The newer ones you can turn by hand. I bought mine last year and was happily surprised that they had changed the motor design where that could now be done.



westtnbeekeeper said:


> Yeah... Wish I could turn it by hand though. Seems like it would make loading a lot faster.
> 
> I've never had one but it looks like the big 20 framers operate with belt tension. Just loosen them up and turn them forward or backward. However is beneficial. Looks pretty neat, just can't justify it for 10 to 15 supers a year.
> 
> Didn't say I didn't like it... Just worry about letting any body else use it because I read somewhere that it will break it if you try to turn it by hand.


----------



## JWPalmer

Jake, I bet if you called Maxant, they would ship you a new one and a call ticket so you can send the old one back, freight paid. It would be the right thing for them to do.


----------



## Knobs

Maxant's web site currently says that *you can not turn* them by hand without damaging them and voiding the warranty however the one I bought from them last year had a paper tag on drive that said it was a new design and that it could be turned by hand. I'm not sure what to believe now, but the unit I bough once the bearing was properly seated turns freely by hand. 



Knobs said:


> The newer ones you can turn by hand. I bought mine last year and was happily surprised that they had changed the motor design where that could now be done.


----------



## westtnbeekeeper

Knobs said:


> The newer ones you can turn by hand. I bought mine last year and was happily surprised that they had changed the motor design where that could now be done.


Darn...

Just my luck.

Bought mine 2 years ago.

Oh well... Still a great unit.


----------



## MAXANT

UPS has been known to mishandle the boxes in transit. If the box gets turned upside down, guess what happens? Parts shift.
Ive rectified this issue a few times with other customers.

The new motors can be advanced by hand, unless the previous version.


----------



## JWPalmer

Good to know about the new motors. I plan on adding a motor next year to my 3100H. It will be the new style, right?


----------



## TWall

Knobs said:


> You can not assure me of anything since you did not see it.


Did you see it go in the box? Maybe he did? Have you contacted Jake? I can't remember anyone who has not gotten satisfaction after contacting Jake.

Tom


----------



## westtnbeekeeper

Talk to Jake...

I would if I had reason to...

Figure I'm in the best place I can be for the purchase made.

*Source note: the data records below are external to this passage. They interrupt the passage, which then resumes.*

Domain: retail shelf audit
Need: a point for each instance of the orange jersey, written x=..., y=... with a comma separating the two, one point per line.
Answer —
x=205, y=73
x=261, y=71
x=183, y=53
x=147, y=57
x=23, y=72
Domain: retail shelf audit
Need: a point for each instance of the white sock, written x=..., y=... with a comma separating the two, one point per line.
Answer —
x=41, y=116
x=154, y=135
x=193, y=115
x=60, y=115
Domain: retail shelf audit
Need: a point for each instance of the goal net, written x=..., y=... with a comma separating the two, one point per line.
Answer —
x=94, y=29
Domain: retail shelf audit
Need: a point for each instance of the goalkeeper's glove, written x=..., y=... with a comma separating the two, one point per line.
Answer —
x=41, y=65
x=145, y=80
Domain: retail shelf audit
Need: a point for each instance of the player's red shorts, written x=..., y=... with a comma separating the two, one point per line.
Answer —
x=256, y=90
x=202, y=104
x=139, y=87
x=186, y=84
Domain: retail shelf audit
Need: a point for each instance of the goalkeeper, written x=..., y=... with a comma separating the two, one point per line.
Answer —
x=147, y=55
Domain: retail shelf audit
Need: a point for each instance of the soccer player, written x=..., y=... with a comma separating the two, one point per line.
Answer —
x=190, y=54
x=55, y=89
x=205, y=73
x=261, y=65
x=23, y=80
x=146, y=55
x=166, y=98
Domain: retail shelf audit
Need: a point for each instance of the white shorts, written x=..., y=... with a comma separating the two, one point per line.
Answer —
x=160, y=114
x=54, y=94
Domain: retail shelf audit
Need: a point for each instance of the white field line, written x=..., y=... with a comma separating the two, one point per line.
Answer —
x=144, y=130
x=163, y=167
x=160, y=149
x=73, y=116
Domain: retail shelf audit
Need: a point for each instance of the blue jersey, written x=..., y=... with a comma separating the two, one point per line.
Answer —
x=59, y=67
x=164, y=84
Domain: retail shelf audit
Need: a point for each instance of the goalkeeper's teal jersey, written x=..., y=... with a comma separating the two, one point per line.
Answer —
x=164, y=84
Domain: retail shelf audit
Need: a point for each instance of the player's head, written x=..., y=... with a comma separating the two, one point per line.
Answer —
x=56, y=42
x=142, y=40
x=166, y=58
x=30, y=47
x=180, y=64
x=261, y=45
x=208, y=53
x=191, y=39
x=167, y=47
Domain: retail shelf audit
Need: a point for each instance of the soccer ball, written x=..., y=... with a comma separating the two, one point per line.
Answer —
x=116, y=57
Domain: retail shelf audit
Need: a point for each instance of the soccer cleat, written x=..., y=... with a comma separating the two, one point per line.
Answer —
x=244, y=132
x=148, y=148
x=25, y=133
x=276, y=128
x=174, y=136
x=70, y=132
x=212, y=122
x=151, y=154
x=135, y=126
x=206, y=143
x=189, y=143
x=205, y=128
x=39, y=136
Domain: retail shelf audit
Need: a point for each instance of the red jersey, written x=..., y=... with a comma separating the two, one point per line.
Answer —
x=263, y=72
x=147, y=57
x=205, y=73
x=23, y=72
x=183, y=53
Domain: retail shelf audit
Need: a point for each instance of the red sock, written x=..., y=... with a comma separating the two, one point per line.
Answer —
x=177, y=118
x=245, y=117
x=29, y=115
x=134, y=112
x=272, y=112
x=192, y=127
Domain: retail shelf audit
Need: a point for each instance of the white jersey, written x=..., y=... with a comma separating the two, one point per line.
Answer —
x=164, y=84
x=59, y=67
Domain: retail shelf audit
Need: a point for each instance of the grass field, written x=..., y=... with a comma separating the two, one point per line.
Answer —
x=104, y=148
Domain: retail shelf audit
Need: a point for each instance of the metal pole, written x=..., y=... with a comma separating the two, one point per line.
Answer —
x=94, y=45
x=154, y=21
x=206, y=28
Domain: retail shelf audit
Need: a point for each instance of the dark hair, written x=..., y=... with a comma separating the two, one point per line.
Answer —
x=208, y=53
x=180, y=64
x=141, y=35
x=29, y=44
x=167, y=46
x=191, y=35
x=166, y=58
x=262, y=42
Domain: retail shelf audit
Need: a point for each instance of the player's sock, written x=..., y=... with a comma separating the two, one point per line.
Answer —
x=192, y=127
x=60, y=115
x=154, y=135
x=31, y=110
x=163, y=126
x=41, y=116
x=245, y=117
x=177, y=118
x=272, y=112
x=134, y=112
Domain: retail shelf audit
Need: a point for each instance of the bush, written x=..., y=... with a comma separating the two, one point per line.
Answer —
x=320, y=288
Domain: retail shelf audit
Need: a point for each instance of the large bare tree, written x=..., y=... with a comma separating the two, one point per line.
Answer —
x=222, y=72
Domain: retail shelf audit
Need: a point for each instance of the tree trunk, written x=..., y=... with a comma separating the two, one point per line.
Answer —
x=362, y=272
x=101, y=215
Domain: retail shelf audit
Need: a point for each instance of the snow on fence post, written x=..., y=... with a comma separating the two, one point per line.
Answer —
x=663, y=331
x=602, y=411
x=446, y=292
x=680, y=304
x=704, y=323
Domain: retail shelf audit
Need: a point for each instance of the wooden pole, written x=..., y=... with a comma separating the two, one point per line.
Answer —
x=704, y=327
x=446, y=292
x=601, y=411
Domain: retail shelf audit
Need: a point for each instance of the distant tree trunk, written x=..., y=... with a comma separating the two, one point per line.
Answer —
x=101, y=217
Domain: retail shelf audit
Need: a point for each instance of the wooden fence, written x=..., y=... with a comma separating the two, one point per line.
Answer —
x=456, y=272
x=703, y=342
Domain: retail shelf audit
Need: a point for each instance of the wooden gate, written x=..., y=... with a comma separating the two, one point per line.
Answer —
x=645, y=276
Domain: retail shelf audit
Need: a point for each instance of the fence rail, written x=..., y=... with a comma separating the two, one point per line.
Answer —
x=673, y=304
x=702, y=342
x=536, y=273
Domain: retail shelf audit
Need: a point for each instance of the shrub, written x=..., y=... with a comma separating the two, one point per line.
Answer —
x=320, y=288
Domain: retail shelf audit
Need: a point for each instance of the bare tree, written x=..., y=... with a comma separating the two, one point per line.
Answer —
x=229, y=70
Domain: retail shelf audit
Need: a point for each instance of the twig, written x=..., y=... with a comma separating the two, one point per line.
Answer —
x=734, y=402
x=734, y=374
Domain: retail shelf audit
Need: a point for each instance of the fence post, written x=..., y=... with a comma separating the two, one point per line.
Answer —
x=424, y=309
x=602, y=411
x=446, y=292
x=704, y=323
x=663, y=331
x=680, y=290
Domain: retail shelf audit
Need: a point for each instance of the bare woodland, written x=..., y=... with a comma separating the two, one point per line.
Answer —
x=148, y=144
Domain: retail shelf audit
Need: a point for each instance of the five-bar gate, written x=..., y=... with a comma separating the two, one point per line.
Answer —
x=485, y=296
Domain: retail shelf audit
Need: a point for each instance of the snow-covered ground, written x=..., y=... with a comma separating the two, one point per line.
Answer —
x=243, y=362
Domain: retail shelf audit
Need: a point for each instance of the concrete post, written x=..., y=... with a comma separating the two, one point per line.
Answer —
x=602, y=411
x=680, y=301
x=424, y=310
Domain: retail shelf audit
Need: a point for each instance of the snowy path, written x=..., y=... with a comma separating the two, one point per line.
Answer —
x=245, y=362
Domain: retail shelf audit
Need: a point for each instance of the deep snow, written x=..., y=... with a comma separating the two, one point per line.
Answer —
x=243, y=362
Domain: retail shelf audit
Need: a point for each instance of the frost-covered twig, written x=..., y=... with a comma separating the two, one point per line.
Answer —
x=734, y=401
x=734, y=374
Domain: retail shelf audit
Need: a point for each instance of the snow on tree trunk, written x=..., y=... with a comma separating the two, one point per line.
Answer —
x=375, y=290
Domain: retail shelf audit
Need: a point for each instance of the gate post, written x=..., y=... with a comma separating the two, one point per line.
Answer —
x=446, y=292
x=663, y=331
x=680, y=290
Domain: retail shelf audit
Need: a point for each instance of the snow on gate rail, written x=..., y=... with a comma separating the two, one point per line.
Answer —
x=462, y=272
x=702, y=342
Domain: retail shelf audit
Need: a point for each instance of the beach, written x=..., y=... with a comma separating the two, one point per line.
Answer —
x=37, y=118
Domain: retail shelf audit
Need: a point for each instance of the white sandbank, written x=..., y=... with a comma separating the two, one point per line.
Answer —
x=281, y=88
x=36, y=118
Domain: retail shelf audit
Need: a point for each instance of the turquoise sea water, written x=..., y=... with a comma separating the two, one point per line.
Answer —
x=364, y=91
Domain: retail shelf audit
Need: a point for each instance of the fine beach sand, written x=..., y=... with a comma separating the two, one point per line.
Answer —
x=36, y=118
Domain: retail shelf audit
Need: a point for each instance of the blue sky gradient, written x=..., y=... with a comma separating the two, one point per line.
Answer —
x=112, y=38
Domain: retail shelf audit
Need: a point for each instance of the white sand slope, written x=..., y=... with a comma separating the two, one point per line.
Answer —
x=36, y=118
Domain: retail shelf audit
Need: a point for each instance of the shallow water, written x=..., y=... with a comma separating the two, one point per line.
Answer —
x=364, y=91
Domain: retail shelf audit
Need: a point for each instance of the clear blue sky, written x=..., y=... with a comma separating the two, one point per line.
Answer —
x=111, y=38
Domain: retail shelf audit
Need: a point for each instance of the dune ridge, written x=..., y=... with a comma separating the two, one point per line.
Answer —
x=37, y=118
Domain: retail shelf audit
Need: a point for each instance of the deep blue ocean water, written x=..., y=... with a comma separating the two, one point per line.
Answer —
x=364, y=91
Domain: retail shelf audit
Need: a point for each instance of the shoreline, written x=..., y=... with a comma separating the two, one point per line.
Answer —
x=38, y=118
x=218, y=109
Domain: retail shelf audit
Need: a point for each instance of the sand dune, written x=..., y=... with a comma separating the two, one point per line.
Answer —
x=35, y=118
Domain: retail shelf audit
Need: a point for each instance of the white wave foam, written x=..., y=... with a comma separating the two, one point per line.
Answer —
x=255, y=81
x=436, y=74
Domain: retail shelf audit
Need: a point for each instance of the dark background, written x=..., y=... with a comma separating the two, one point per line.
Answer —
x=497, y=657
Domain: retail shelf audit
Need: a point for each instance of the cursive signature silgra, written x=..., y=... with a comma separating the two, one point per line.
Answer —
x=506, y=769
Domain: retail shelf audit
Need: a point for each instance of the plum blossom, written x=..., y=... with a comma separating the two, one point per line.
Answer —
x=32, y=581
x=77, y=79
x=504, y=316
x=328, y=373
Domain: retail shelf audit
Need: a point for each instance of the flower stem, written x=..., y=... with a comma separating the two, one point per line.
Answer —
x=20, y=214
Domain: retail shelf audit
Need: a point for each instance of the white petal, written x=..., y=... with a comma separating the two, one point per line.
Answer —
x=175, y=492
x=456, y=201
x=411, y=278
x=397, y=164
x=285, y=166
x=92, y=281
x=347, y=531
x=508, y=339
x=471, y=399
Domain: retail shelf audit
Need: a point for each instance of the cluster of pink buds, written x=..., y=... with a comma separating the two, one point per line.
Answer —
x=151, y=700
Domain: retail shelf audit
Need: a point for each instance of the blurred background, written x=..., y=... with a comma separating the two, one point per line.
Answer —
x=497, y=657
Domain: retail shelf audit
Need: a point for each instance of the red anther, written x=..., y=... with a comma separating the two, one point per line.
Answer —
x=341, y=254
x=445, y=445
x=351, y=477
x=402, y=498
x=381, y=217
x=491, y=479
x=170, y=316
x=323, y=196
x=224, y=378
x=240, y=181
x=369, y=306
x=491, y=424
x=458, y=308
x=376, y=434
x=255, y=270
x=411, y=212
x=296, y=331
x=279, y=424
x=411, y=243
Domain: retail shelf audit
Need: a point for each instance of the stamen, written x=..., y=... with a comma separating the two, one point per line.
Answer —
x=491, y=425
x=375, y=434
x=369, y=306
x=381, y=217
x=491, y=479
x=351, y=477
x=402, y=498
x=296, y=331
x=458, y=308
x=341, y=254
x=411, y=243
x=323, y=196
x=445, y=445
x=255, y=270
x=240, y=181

No problems with the unit as advertised.

Waiting for the day that I can justify the big 20 framer upgrade. :wiener:


----------



## JWPalmer

I never did get a Maxant catalogue. It wold be nice to have something to dream over and drool on. Excuse me, salivate on. As a hobbyist,, one needs inspiration for purchases yet to come.


----------



## e-spice

I just extracted 850lbs with my 3100P with the blue Parvalux motor. It did really well.

I never used the tangential slots in previous years, only the radials. I tried them this year though and was really impressed at how dry they came out. It's not that hard to flip them either. I'd encourage everyone to try the tangentials.


----------



## westtnbeekeeper

JWPalmer said:


> I never did get a Maxant catalogue. It wold be nice to have something to dream over and drool on. Excuse me, salivate on. As a hobbyist,, one needs inspiration for purchases yet to come.


:thumbsup:

Indeed...

Me too neither.


----------